A credible platform needs:

• HSM or MPC-backed custody for payment instruments
• PCI scope isolation if card rails are involved
• strict tenant isolation and RBAC
• rate limits and circuit breakers
• vendor allowlists
• immutable audit logs tied to idempotency_key, agent identity, and vendor response metadata

There’s also a subtler problem: spend approval becomes a high-value attack surface. If an attacker can mint or replay purchase tokens, they don’t need to steal cloud credentials. They can just direct your agents to buy and run things through approved channels.

So token design, revocation, and replay protection matter a lot. So does graceful failure. If the budget service is down, do calls fail closed? Do they degrade to pre-approved limits? Both choices have operational costs.

Why this matters beyond one startup

Sapiom’s pitch looks niche until you see how much of the market it touches.

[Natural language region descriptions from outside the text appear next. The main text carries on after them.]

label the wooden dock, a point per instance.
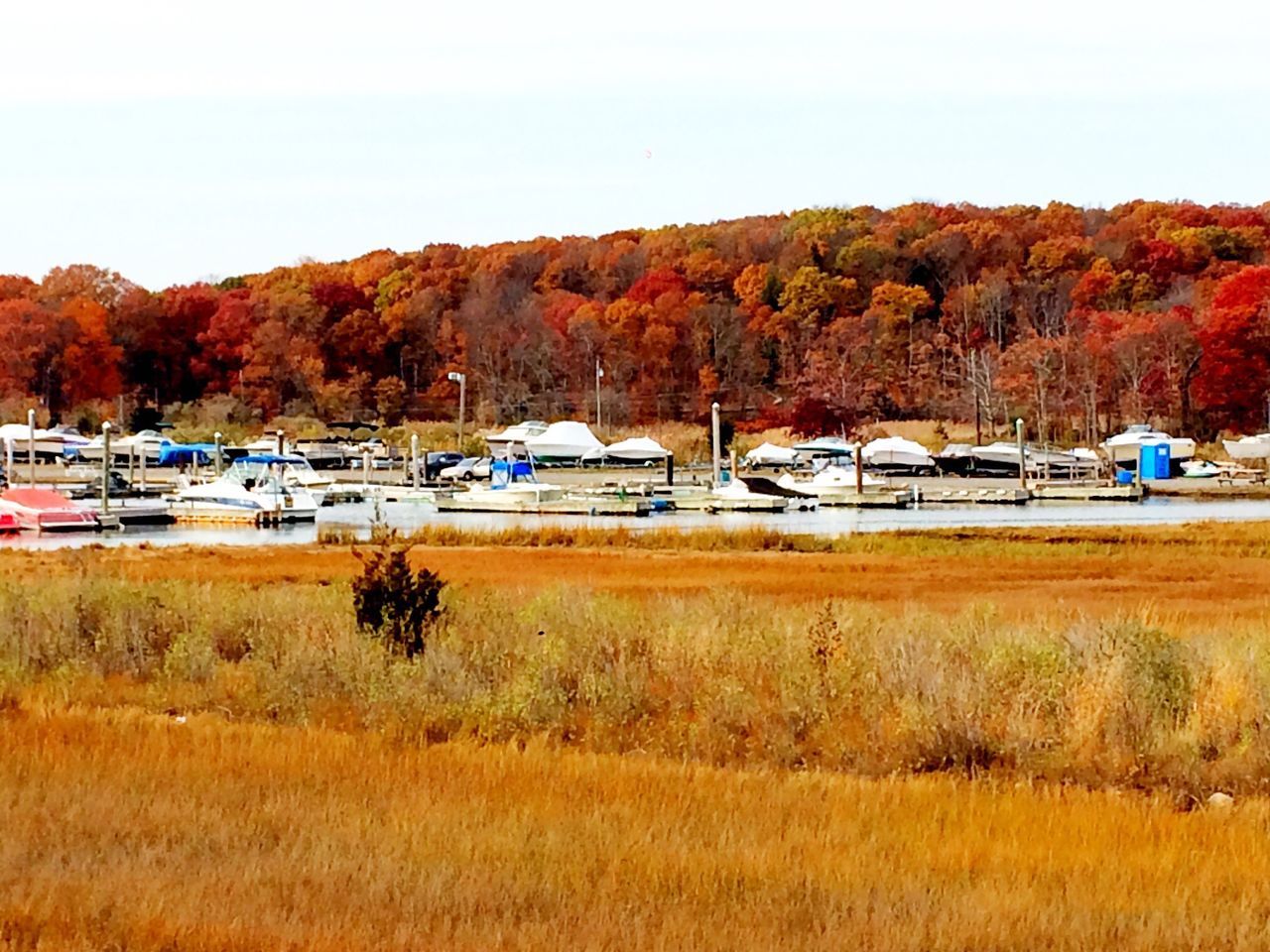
(1016, 495)
(578, 506)
(870, 499)
(710, 503)
(1080, 493)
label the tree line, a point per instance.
(1079, 318)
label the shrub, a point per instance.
(394, 603)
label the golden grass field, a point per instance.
(962, 740)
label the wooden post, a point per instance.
(105, 467)
(31, 445)
(714, 440)
(1023, 462)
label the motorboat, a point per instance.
(563, 442)
(322, 453)
(48, 511)
(955, 460)
(771, 454)
(55, 443)
(897, 454)
(832, 480)
(825, 445)
(257, 488)
(1202, 470)
(636, 449)
(512, 439)
(1125, 447)
(146, 443)
(512, 484)
(1248, 447)
(294, 467)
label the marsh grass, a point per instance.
(711, 676)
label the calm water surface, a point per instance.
(828, 522)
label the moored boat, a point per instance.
(46, 511)
(1248, 447)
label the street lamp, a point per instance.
(461, 380)
(599, 376)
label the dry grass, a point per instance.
(134, 832)
(947, 742)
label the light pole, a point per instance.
(599, 376)
(714, 443)
(461, 380)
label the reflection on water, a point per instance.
(826, 522)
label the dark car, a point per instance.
(435, 462)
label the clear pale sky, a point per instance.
(177, 144)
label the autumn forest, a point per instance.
(825, 318)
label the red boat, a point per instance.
(46, 511)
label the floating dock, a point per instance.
(579, 506)
(1016, 495)
(874, 499)
(135, 512)
(710, 503)
(1087, 493)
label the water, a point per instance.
(826, 522)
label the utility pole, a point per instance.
(599, 376)
(461, 380)
(714, 440)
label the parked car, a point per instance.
(472, 467)
(435, 462)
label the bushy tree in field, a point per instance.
(394, 603)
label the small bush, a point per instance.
(395, 603)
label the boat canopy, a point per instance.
(772, 453)
(178, 453)
(826, 445)
(271, 458)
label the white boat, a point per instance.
(146, 443)
(826, 445)
(897, 453)
(1202, 470)
(255, 489)
(55, 443)
(1125, 447)
(830, 481)
(322, 453)
(512, 439)
(771, 454)
(636, 449)
(568, 440)
(295, 470)
(1248, 447)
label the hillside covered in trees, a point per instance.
(1076, 318)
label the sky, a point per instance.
(186, 141)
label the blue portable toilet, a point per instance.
(1155, 461)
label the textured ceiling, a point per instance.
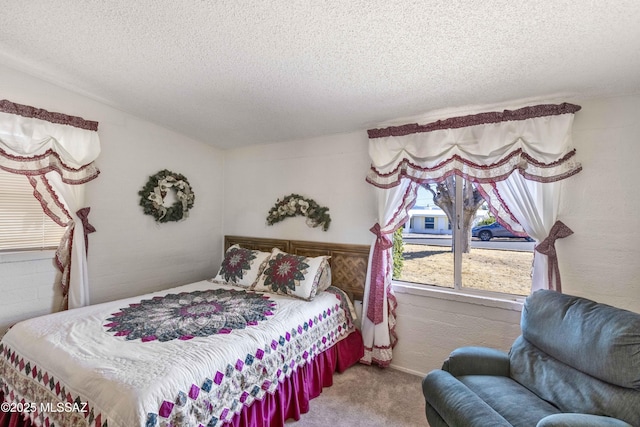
(234, 72)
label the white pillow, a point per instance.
(242, 266)
(293, 275)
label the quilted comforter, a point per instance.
(188, 356)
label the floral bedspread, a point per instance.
(188, 356)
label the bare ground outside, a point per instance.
(486, 269)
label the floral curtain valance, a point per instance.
(56, 152)
(34, 142)
(485, 147)
(516, 158)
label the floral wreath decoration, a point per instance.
(296, 205)
(155, 190)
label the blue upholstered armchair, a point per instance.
(577, 363)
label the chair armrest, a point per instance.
(456, 404)
(477, 361)
(580, 420)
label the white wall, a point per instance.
(129, 254)
(599, 261)
(602, 205)
(330, 170)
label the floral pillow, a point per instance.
(324, 281)
(242, 266)
(293, 275)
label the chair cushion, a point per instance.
(597, 339)
(509, 399)
(568, 388)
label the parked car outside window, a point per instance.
(488, 232)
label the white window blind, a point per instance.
(23, 223)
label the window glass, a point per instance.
(489, 257)
(23, 223)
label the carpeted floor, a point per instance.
(368, 396)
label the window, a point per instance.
(23, 223)
(461, 259)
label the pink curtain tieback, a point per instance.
(547, 247)
(376, 292)
(83, 214)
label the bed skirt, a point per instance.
(292, 397)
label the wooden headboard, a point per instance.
(348, 262)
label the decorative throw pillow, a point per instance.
(293, 275)
(242, 266)
(324, 281)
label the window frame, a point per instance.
(48, 227)
(457, 240)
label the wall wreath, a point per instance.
(296, 205)
(155, 190)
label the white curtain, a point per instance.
(531, 208)
(515, 157)
(56, 153)
(378, 307)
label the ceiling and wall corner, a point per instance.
(233, 73)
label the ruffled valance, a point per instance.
(30, 144)
(487, 147)
(56, 152)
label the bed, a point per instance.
(211, 353)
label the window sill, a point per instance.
(502, 301)
(22, 256)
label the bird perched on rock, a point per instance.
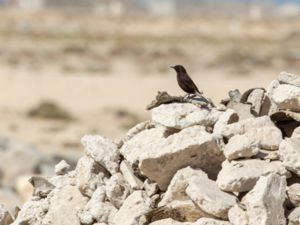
(185, 82)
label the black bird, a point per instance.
(185, 82)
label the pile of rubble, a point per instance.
(237, 163)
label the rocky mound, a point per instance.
(237, 163)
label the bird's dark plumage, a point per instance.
(185, 82)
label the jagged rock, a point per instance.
(209, 221)
(294, 217)
(289, 151)
(62, 168)
(296, 133)
(42, 187)
(178, 210)
(288, 78)
(5, 217)
(89, 175)
(133, 209)
(150, 187)
(180, 116)
(293, 193)
(134, 182)
(206, 194)
(240, 146)
(267, 155)
(264, 203)
(268, 137)
(137, 129)
(192, 146)
(245, 126)
(32, 212)
(287, 97)
(169, 221)
(103, 151)
(97, 209)
(228, 117)
(142, 142)
(64, 205)
(237, 216)
(240, 176)
(178, 185)
(117, 189)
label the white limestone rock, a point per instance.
(237, 216)
(287, 97)
(288, 78)
(133, 209)
(245, 126)
(289, 151)
(240, 146)
(296, 133)
(117, 189)
(209, 221)
(241, 176)
(183, 115)
(103, 151)
(294, 217)
(89, 175)
(33, 212)
(206, 194)
(228, 117)
(264, 203)
(293, 193)
(62, 168)
(192, 146)
(134, 182)
(142, 142)
(97, 209)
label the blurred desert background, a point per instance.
(69, 68)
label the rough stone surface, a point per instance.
(179, 116)
(246, 125)
(103, 151)
(293, 193)
(134, 182)
(5, 217)
(287, 97)
(142, 142)
(289, 151)
(190, 147)
(294, 217)
(264, 203)
(117, 189)
(97, 209)
(206, 194)
(240, 146)
(64, 205)
(62, 168)
(242, 175)
(288, 78)
(133, 209)
(169, 221)
(89, 175)
(237, 216)
(208, 221)
(267, 137)
(228, 117)
(296, 133)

Procurement starts to look like infrastructure

Enterprise procurement has always been a human workflow wrapped around spreadsheets, approvals, and vendor systems. Agents put pressure on that model because the buying decision moves into the execution path.

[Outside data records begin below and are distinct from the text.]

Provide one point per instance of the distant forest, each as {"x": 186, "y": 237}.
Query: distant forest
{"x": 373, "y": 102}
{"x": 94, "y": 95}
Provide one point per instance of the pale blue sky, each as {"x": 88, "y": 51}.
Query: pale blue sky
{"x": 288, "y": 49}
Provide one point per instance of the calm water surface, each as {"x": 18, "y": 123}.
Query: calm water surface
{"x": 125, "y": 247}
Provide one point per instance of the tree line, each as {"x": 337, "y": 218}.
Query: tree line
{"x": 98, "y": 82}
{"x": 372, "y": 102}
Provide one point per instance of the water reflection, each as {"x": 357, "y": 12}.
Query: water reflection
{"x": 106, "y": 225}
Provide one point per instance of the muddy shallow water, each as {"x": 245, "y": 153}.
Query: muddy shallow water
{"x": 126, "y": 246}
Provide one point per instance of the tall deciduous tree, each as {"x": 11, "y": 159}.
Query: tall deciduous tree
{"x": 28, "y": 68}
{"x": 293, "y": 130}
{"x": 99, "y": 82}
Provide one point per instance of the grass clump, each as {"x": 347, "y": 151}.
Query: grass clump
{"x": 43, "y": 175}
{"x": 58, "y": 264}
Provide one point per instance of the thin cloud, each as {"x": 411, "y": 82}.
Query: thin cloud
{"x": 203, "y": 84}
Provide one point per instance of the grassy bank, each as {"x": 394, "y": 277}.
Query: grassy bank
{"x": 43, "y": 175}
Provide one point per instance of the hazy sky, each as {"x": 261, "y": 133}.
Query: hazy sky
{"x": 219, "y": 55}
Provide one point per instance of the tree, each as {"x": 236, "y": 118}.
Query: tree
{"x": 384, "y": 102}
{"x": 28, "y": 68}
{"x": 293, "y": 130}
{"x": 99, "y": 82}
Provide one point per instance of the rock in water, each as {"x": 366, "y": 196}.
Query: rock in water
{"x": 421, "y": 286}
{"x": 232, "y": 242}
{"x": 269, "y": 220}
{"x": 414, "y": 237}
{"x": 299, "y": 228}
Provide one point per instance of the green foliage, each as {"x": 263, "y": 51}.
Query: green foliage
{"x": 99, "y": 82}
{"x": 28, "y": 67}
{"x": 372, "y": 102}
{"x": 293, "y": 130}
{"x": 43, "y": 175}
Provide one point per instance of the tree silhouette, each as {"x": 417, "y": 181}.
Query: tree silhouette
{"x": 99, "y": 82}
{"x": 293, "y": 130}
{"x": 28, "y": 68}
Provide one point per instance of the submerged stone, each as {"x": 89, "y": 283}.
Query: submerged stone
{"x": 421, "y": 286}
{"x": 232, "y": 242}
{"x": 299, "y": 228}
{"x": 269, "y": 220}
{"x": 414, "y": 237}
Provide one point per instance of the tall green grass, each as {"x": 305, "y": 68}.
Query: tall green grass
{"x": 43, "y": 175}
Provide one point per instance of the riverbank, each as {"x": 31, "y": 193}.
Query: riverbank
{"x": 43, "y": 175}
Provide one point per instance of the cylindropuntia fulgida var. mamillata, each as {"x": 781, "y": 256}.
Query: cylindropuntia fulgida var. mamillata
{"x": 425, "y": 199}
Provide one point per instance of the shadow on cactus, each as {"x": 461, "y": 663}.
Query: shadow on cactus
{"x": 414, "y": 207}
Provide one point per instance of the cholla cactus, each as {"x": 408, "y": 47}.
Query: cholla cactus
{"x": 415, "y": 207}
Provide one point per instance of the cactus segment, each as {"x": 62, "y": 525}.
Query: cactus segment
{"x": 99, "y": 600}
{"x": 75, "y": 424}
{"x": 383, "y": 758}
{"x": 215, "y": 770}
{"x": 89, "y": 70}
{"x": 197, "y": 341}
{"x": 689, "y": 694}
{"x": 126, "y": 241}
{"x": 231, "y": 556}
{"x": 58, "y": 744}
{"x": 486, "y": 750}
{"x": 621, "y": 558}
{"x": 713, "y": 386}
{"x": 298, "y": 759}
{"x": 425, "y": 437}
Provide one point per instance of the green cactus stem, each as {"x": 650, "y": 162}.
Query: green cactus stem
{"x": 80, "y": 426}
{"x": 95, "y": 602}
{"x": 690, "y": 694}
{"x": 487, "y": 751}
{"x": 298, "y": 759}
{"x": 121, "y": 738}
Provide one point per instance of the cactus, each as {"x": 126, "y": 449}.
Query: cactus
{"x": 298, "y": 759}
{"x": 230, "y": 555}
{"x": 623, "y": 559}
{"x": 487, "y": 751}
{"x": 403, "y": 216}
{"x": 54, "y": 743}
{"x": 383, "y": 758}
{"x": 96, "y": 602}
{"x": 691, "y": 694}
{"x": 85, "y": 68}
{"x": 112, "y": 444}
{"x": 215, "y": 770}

If that sticks, procurement stops being purely administrative and starts to look a bit like auth, policy, and CI/CD. Teams won’t just ask whether a vendor is approved. They’ll encode the exact conditions under which software can buy from that vendor.

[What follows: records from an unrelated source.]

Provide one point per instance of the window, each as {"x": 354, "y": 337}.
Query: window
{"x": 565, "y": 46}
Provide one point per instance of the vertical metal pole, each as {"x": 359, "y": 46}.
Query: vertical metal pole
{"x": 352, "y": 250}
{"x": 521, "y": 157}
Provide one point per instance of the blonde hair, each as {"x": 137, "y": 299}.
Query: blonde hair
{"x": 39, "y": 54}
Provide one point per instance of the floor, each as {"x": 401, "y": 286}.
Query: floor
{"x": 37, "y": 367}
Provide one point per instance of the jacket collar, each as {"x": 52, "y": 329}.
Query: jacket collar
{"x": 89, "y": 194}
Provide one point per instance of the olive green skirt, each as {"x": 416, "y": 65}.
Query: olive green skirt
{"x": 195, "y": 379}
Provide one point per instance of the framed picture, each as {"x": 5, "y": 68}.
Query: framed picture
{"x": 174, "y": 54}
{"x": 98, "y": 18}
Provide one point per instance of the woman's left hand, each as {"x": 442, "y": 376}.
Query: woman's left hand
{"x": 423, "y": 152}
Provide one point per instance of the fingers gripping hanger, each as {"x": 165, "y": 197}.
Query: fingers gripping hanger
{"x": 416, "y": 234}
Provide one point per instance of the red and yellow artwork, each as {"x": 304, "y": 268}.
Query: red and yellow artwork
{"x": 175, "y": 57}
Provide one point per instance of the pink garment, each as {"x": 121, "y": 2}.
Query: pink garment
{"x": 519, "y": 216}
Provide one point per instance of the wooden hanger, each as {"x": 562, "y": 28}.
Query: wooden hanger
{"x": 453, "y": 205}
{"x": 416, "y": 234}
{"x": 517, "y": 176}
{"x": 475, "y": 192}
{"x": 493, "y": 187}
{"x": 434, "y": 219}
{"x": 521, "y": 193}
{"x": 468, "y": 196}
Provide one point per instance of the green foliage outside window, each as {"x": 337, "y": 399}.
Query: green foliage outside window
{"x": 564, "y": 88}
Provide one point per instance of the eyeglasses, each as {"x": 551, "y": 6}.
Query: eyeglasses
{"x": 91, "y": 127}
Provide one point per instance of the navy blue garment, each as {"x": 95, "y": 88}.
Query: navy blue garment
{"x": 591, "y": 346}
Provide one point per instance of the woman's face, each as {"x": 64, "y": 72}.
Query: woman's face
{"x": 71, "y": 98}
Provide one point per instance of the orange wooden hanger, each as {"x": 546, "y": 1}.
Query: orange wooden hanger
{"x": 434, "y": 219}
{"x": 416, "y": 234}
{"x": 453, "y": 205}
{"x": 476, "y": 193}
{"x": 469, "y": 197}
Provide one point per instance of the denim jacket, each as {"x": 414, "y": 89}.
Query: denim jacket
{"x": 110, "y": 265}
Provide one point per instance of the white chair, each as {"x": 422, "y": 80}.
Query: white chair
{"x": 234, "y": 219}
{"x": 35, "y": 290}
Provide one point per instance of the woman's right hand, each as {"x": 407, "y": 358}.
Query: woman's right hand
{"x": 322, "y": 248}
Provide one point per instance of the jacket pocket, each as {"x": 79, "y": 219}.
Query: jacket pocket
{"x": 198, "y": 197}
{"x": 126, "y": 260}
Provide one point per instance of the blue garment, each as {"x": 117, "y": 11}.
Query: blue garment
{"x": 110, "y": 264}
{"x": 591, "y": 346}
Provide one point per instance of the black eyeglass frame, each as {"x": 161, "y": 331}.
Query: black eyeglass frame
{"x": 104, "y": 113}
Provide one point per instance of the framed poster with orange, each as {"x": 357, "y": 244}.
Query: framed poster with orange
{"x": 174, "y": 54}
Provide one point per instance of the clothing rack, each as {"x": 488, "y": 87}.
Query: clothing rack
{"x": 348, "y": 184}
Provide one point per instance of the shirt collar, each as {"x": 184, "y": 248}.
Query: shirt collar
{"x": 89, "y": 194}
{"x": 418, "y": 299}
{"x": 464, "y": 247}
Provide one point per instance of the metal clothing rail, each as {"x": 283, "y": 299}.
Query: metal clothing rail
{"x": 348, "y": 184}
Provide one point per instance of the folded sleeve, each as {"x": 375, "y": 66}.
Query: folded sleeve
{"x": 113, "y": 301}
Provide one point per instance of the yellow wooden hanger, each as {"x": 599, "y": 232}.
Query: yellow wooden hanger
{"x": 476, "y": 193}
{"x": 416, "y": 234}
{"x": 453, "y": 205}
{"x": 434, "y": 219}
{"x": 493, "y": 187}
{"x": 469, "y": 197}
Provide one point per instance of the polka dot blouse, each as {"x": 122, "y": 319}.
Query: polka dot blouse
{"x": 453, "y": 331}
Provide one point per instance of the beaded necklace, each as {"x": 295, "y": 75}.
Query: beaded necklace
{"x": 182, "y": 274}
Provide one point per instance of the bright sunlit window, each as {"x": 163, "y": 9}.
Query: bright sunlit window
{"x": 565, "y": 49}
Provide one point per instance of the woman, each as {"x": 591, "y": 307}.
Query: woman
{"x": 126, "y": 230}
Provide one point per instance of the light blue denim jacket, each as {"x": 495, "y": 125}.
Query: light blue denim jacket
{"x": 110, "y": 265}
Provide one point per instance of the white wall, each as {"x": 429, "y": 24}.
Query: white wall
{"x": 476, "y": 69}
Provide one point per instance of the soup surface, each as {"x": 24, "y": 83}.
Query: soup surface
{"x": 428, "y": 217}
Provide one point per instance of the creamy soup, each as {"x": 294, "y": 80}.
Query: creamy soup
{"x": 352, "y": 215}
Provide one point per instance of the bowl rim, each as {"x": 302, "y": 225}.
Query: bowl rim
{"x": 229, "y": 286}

That’s a bigger shift than the usual “payments for AI” framing suggests.

API providers may need cleaner commercial interfaces

Today’s API ecosystems are good at auth and metering, mediocre at programmable commercial terms. If agent-driven buying becomes normal, providers will need machine-readable catalogs, quota semantics, entitlements, refund behavior, and delegated billing hooks.

That could also create pressure on companies like Rapid, Kong, and Apigee. API gateways handle routing, auth, and analytics well enough. They don’t generally act as spend brokers with real-time budget enforcement.

That gap is real.

Agent frameworks will probably absorb budget semantics

If Anthropic is backing the company, it’s easy to imagine future agent stacks exposing native concepts like budget, quote, purchase_token, and approval_required alongside tools and memory.

That would be healthy. Right now, many agent frameworks treat cost as observability after the fact. For production systems, that’s too late.

What technical teams should take from this now

You don’t need Sapiom specifically to take the lesson.

If you’re building agents that touch paid services, treat spending as a first-class runtime resource. Add pre-execution checks. Use revocable short-lived credentials. Put spend rules in versioned policy. Require idempotency_key on paid operations. Design fallback paths for authorization failures.

And be honest about how much autonomy you actually want.

A lot of teams say they want autonomous agents. What they usually want is faster automation inside narrow, auditable constraints. That’s sensible. It also means the infrastructure that wins here probably won’t feel magical. It’ll be the plumbing that lets agents act with limited authority, under familiar enterprise controls, at production latency.

That’s the lane Sapiom is trying to claim. The idea is sharp. The hard part is building it.